Autogenerating ETL Scripts API - AWS Glue

Autogenerating ETL Scripts API

The ETL script-generation API describes the datatypes and API for generating ETL scripts in AWS Glue.

Data Types

CodeGenNode Structure

Represents a node in a directed acyclic graph (DAG)

Fields

  • IdRequired: UTF-8 string, not less than 1 or more than 255 bytes long, matching the Identifier string pattern.

    A node identifier that is unique within the node's graph.

  • NodeTypeRequired: UTF-8 string.

    The type of node that this is.

  • ArgsRequired: An array of CodeGenNodeArg objects, not more than 50 structures.

    Properties of the node, in the form of name-value pairs.

  • LineNumber – Number (integer).

    The line number of the node.

CodeGenNodeArg Structure

An argument or property of a node.

Fields

  • NameRequired: UTF-8 string.

    The name of the argument or property.

  • ValueRequired: UTF-8 string.

    The value of the argument or property.

  • Param – Boolean.

    True if the value is used as a parameter.

CodeGenEdge Structure

Represents a directional edge in a directed acyclic graph (DAG).

Fields

  • SourceRequired: UTF-8 string, not less than 1 or more than 255 bytes long, matching the Identifier string pattern.

    The ID of the node at which the edge starts.

  • TargetRequired: UTF-8 string, not less than 1 or more than 255 bytes long, matching the Identifier string pattern.

    The ID of the node at which the edge ends.
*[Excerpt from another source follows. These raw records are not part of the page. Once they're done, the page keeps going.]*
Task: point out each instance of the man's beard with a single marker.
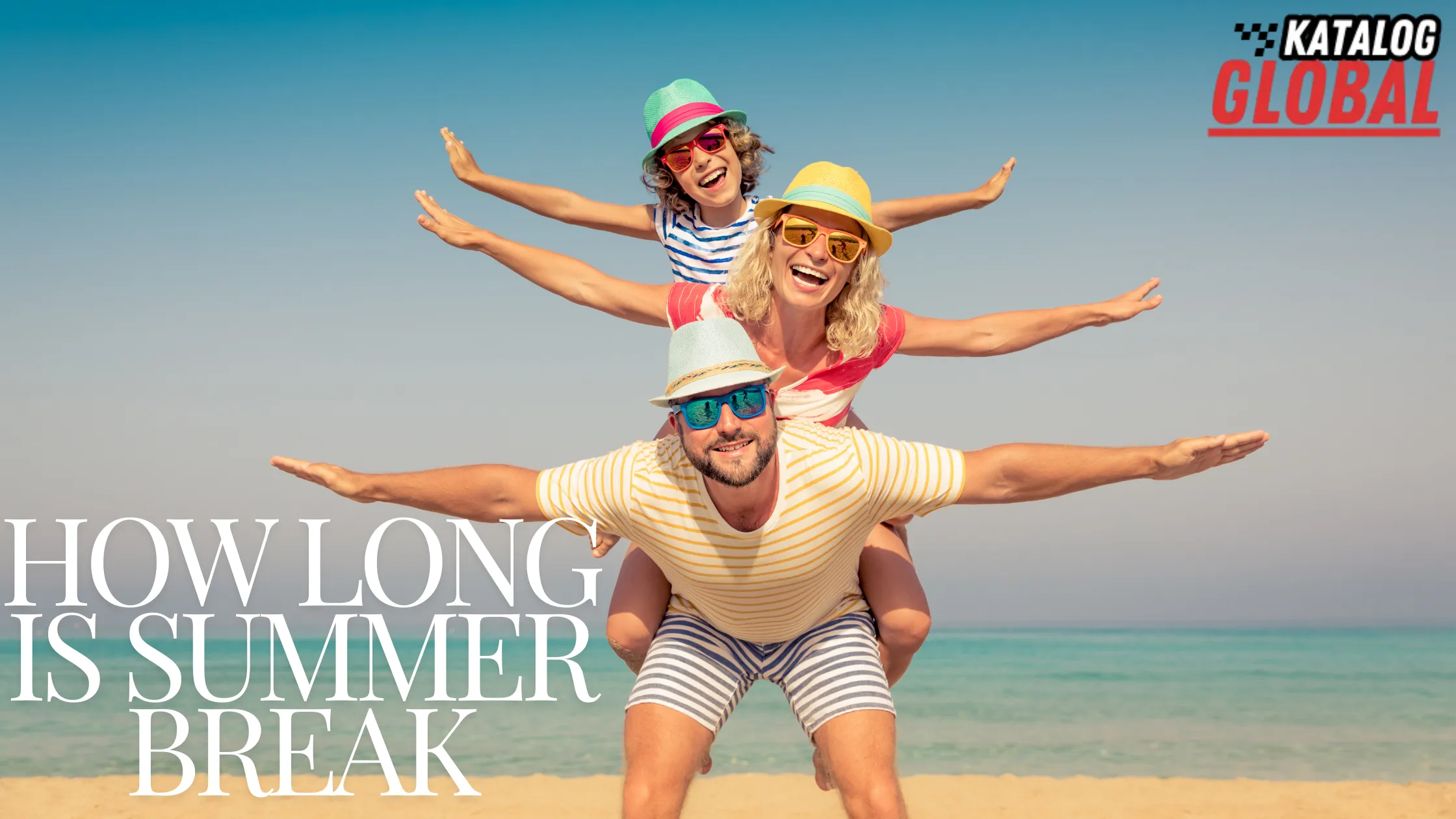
(712, 473)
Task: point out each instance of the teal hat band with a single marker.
(829, 196)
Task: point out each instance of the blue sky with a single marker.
(207, 257)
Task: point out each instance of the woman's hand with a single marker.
(452, 229)
(1127, 305)
(460, 159)
(993, 187)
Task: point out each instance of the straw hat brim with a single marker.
(681, 130)
(766, 210)
(712, 384)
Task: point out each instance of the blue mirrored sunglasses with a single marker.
(704, 413)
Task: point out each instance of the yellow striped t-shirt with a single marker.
(796, 571)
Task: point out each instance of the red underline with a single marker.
(1324, 131)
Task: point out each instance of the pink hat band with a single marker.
(679, 116)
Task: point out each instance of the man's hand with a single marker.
(604, 543)
(328, 476)
(452, 229)
(993, 187)
(1127, 305)
(1190, 456)
(460, 161)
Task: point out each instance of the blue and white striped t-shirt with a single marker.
(696, 251)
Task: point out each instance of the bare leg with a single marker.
(638, 604)
(663, 748)
(897, 599)
(859, 749)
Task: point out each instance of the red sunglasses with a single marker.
(681, 158)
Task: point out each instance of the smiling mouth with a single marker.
(809, 276)
(714, 179)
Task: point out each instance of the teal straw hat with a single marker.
(676, 109)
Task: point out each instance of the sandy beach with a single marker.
(753, 796)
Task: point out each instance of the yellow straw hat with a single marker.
(833, 188)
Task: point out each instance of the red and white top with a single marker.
(823, 395)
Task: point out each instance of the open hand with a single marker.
(450, 228)
(1127, 305)
(460, 159)
(328, 476)
(1190, 456)
(993, 187)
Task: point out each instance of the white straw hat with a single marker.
(711, 354)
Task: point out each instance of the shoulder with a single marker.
(689, 302)
(807, 436)
(892, 333)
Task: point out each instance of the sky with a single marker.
(209, 257)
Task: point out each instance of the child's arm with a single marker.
(555, 203)
(996, 334)
(894, 214)
(564, 276)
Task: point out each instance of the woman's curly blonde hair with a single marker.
(749, 148)
(852, 320)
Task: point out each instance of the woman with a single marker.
(807, 287)
(705, 206)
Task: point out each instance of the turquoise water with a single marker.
(1267, 705)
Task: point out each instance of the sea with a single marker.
(1271, 705)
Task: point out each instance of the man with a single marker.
(759, 525)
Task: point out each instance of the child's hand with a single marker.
(993, 187)
(1127, 305)
(450, 228)
(460, 159)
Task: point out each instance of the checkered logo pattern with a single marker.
(1264, 32)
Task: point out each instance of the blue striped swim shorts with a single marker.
(830, 670)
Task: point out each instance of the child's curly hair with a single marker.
(750, 158)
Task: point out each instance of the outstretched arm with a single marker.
(893, 214)
(555, 203)
(487, 493)
(996, 334)
(1030, 471)
(564, 276)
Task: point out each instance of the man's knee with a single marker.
(874, 799)
(905, 630)
(629, 640)
(645, 798)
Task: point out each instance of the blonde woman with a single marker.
(807, 287)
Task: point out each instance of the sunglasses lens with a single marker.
(844, 247)
(748, 402)
(798, 232)
(679, 159)
(712, 142)
(701, 414)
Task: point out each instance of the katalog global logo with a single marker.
(1336, 76)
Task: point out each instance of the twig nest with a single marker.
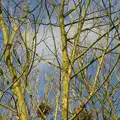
(44, 108)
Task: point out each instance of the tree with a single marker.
(82, 74)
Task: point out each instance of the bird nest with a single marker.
(43, 109)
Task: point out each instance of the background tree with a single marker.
(60, 59)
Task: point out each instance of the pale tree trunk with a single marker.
(22, 107)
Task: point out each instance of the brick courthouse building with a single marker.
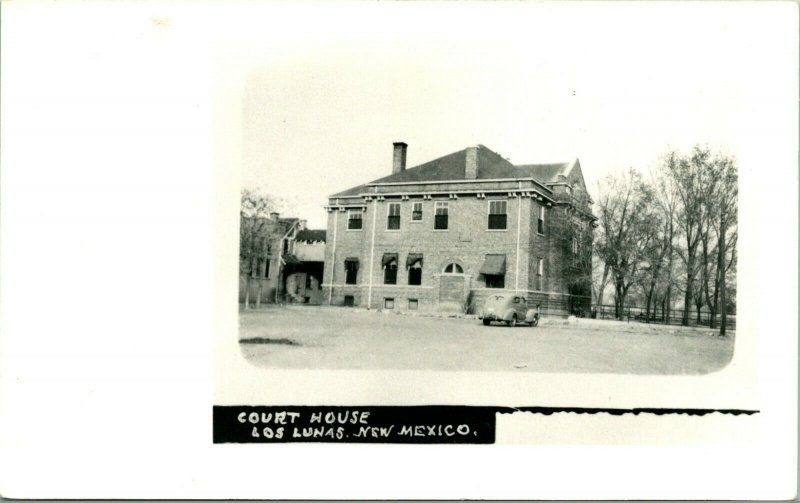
(446, 234)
  • TargetParameter – UTF-8 string.

    The target of the edge.

Location Structure

The location of resources.

Fields

  • Jdbc – An array of CodeGenNodeArg objects, not more than 50 structures.

    A JDBC location.

  • S3 – An array of CodeGenNodeArg objects, not more than 50 structures.

    An Amazon Simple Storage Service (Amazon S3) location.
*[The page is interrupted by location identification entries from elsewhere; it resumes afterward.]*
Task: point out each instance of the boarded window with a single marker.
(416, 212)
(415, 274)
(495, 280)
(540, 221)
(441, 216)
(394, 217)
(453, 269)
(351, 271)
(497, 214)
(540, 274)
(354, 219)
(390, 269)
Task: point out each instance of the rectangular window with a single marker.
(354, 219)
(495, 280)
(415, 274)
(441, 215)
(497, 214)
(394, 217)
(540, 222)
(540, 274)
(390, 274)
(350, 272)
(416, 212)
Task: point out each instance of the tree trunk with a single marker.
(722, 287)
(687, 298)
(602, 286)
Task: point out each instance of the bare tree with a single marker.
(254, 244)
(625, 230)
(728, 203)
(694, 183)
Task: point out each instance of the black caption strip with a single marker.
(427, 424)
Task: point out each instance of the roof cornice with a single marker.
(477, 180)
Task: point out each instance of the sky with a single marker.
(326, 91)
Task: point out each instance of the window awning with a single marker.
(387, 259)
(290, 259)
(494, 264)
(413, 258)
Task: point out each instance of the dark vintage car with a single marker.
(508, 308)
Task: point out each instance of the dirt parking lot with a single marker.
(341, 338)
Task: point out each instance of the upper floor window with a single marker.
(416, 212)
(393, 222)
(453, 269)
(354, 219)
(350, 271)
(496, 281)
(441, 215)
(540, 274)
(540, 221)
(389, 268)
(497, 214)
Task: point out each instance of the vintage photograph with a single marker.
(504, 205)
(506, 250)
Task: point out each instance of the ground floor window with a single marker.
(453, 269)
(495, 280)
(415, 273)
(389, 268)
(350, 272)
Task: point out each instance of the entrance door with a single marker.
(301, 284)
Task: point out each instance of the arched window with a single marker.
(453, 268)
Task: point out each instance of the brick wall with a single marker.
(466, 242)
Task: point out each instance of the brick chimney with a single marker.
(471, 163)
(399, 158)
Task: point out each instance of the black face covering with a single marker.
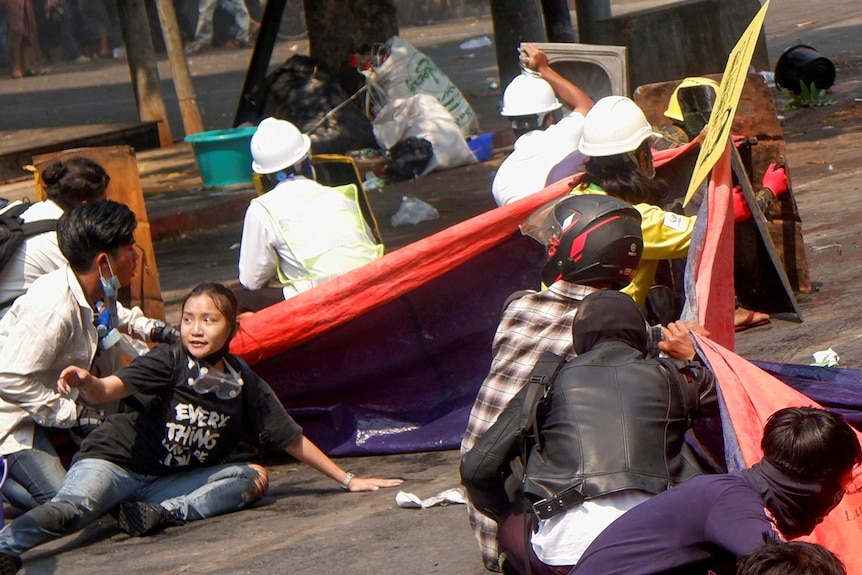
(609, 315)
(797, 503)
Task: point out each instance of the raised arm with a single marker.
(92, 389)
(571, 94)
(307, 452)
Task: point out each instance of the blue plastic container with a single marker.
(482, 146)
(223, 156)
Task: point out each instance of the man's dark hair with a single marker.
(619, 176)
(90, 229)
(794, 558)
(810, 442)
(71, 182)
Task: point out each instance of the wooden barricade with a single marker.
(125, 187)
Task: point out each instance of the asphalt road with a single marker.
(306, 524)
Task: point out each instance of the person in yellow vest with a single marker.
(300, 233)
(617, 139)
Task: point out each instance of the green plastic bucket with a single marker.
(223, 156)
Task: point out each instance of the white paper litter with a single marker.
(826, 358)
(410, 501)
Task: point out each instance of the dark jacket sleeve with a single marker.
(486, 467)
(697, 386)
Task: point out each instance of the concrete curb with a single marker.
(176, 214)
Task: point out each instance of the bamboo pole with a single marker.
(189, 110)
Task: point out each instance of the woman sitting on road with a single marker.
(162, 460)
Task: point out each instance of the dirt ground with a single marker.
(823, 158)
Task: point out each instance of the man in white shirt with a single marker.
(300, 233)
(547, 147)
(68, 183)
(54, 325)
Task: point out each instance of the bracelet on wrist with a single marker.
(345, 483)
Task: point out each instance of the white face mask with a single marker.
(107, 330)
(111, 285)
(224, 385)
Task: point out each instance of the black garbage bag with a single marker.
(410, 157)
(302, 92)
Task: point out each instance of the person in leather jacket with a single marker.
(611, 434)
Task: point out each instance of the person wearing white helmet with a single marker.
(299, 233)
(617, 138)
(547, 146)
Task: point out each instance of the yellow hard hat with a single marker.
(674, 111)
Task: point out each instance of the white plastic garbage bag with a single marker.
(407, 71)
(422, 116)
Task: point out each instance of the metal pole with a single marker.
(247, 109)
(142, 66)
(515, 21)
(189, 110)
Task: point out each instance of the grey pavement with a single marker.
(306, 524)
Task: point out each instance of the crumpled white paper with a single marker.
(410, 501)
(826, 358)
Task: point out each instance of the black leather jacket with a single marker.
(616, 421)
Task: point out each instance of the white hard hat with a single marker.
(614, 125)
(276, 145)
(528, 94)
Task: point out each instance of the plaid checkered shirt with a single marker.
(530, 325)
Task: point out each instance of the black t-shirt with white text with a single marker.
(169, 427)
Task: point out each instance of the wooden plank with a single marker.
(18, 147)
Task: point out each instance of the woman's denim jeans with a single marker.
(94, 486)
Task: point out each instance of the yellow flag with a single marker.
(721, 119)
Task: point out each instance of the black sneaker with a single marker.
(9, 564)
(138, 519)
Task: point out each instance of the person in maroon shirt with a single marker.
(709, 521)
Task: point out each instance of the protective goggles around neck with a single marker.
(224, 385)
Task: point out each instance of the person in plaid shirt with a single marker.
(593, 242)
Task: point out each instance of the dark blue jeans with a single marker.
(35, 475)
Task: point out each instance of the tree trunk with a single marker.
(558, 21)
(338, 27)
(589, 11)
(515, 21)
(142, 65)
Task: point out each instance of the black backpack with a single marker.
(13, 231)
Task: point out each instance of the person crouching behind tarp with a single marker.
(617, 137)
(299, 232)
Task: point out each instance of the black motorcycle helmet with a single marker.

  • DynamoDB – An array of CodeGenNodeArg objects, not more than 50 structures.

    An Amazon DynamoDB table location.

CatalogEntry Structure

Specifies a table definition in the AWS Glue Data Catalog.

Fields

  • DatabaseNameRequired: UTF-8 string, not less than 1 or more than 255 bytes long, matching the Single-line string pattern.

    The database in which the table metadata resides.

  • TableNameRequired: UTF-8 string, not less than 1 or more than 255 bytes long, matching the Single-line string pattern.

    The name of the table in question.

MappingEntry Structure

Defines a mapping.

Fields

  • SourceTable – UTF-8 string.

    The name of the source table.

  • SourcePath – UTF-8 string.

    The source path.

  • SourceType – UTF-8 string.

    The source type.

  • TargetTable – UTF-8 string.

    The target table.

  • TargetPath – UTF-8 string.

    The target path.

  • TargetType – UTF-8 string.

    The target type.

Operations

CreateScript Action (Python: create_script)

Transforms a directed acyclic graph (DAG) into code.

Request

  • DagNodes – An array of CodeGenNode objects.

    A list of the nodes in the DAG.

  • DagEdges – An array of CodeGenEdge objects.

    A list of the edges in the DAG.

  • Language – UTF-8 string (valid values: PYTHON | SCALA).

    The programming language of the resulting code from the DAG.

Response

  • PythonScript – UTF-8 string.

    The Python script generated from the DAG.

  • ScalaCode – UTF-8 string.

    The Scala code generated from the DAG.

Errors

  • InvalidInputException

  • InternalServiceException

  • OperationTimeoutException

GetDataflowGraph Action (Python: get_dataflow_graph)

Transforms a Python script into a directed acyclic graph (DAG).

Request

  • PythonScript – UTF-8 string.

    The Python script to transform.

Response

  • DagNodes – An array of CodeGenNode objects.

    A list of the nodes in the resulting DAG.

  • DagEdges – An array of CodeGenEdge objects.

    A list of the edges in the resulting DAG.

Errors

  • InvalidInputException

  • InternalServiceException

  • OperationTimeoutException

GetMapping Action (Python: get_mapping)

Creates mappings.

Request

  • SourceRequired: A CatalogEntry object.

    Specifies the source table.

  • Sinks – An array of CatalogEntry objects.

    A list of target tables.

  • Location – A Location object.

    Parameters for the mapping.

Response

  • MappingRequired: An array of MappingEntry objects.

    A list of mappings to the specified targets.

Errors

  • InvalidInputException

  • InternalServiceException

  • OperationTimeoutException

  • EntityNotFoundException

GetPlan Action (Python: get_plan)

Gets code to perform a specified mapping.

Request

  • MappingRequired: An array of MappingEntry objects.

    The list of mappings from a source table to target tables.

  • SourceRequired: A CatalogEntry object.

    The source table.

  • Sinks – An array of CatalogEntry objects.

    The target tables.

  • Location – A Location object.

    The parameters for the mapping.

  • Language – UTF-8 string (valid values: PYTHON | SCALA).

    The programming language of the code to perform the mapping.

  • AdditionalPlanOptionsMap – A map array of key-value pairs.

    Each key is a UTF-8 string.

    Each value is a UTF-8 string.

    A map to hold additional optional key-value parameters.

    Currently, these key-value pairs are supported:

    • inferSchema  —  Specifies whether to set inferSchema to true or false for the default script generated by an AWS Glue job. For example, to set inferSchema to true, pass the following key value pair:

      --additional-plan-options-map '{"inferSchema":"true"}'

Response

  • PythonScript – UTF-8 string.

    A Python script to perform the mapping.

  • ScalaCode – UTF-8 string.

    The Scala code to perform the mapping.

Errors

  • InvalidInputException

  • InternalServiceException

  • OperationTimeoutException